The court says the Police have the right to investigate Mailafia's controversial claims.
An attempt by a former presidential candidate, Obadiah Mailafia, to dodge an invitation extended to him by the Nigeria Police Force has failed in court. Mailafia had been invited to appear at the Force Criminal Investigations Department, Abuja on August 24, 2020, to answer questions over some controversial claims he made.

He had, during a radio interview on August 10, claimed he got an intelligence report that a northern state governor is a commander of terrorist group, Boko Haram.

The former deputy governor of the Central Bank of Nigeria (CBN) also claimed that Boko Haram was planning an invasion of the southern region in a bid to trigger a second civil war.

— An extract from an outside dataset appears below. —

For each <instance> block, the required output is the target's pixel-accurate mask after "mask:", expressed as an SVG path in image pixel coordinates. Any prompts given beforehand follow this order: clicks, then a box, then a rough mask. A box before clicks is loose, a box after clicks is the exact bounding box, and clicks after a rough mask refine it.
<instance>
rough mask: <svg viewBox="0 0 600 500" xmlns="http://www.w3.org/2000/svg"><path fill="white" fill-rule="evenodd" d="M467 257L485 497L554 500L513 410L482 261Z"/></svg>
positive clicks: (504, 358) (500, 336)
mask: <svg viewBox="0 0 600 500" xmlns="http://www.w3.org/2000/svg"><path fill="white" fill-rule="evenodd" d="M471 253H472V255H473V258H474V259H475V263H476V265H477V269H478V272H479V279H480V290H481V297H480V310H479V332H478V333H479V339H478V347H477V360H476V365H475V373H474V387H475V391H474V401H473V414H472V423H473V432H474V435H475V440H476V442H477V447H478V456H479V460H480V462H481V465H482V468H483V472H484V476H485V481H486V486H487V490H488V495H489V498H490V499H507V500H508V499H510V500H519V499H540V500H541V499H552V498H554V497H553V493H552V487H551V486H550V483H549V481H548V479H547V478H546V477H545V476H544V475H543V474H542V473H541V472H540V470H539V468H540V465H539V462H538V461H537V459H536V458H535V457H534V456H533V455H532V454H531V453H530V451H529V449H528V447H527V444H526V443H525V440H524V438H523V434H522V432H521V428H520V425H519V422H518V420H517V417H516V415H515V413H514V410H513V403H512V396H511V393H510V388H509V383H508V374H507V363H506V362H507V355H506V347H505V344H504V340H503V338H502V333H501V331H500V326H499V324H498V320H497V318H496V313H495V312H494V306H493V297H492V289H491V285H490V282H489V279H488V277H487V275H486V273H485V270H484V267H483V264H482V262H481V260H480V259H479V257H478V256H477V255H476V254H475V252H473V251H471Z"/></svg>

Rather than honour the Police invitation, Mailafia filed a fundamental rights lawsuit in court, alleging that he was being intimidated and harassed for his claims.

His hopes were dashed when Justice Arum Ashom of the Plateau State High Court dismissed his application for lacking merit in a ruling delivered on Tuesday, September 29.

The judge said the Police have the right to investigate the former presidential candidate who has courted controversy since his claims received national attention last month.

He has already been invited for three rounds of interview by the Jos office of the Department of State Services (DSS).

Mailafia's counsel, Yakubu Bawa, argued before the court that the Police invitation following after the first one from the DSS was unconstitutional as it amounted to duplication on the same related issues.

However, Justice Ashom ruled that the separate invitations did not amount to double jeopardy as moved by the applicant's counsel.

While addressing the media after a third interview with the DSS on September 14, Mailafia said he wished he had said a few things differently.

He said, "I spoke on the spur of the moments, and I believed that it was a matter of greater urgency to make a wake-up call to what is happening.

"I didn't really mean to say that the government was part and parcel of the killings.

"I implied that they could do better because thousands are dying, innocent women and children, elderly, and youths.

"But if I have my way I would have put it in better language, and I have no way of corroborating some of these things.

"I heard it and I couldn't have followed them into their camps to confirm because I might not come back to tell the story."

His claims prompted the National Broadcasting Commission (NBC) to fine Nigeria Info 99.3FM, the Lagos-based radio station that aired his interview, the sum of N5 million for unprofessional conduct.

The commission accused the radio station of providing a platform for the promotion of unverifiable and inciting views that could encourage or incite to crime, and lead to public disorder.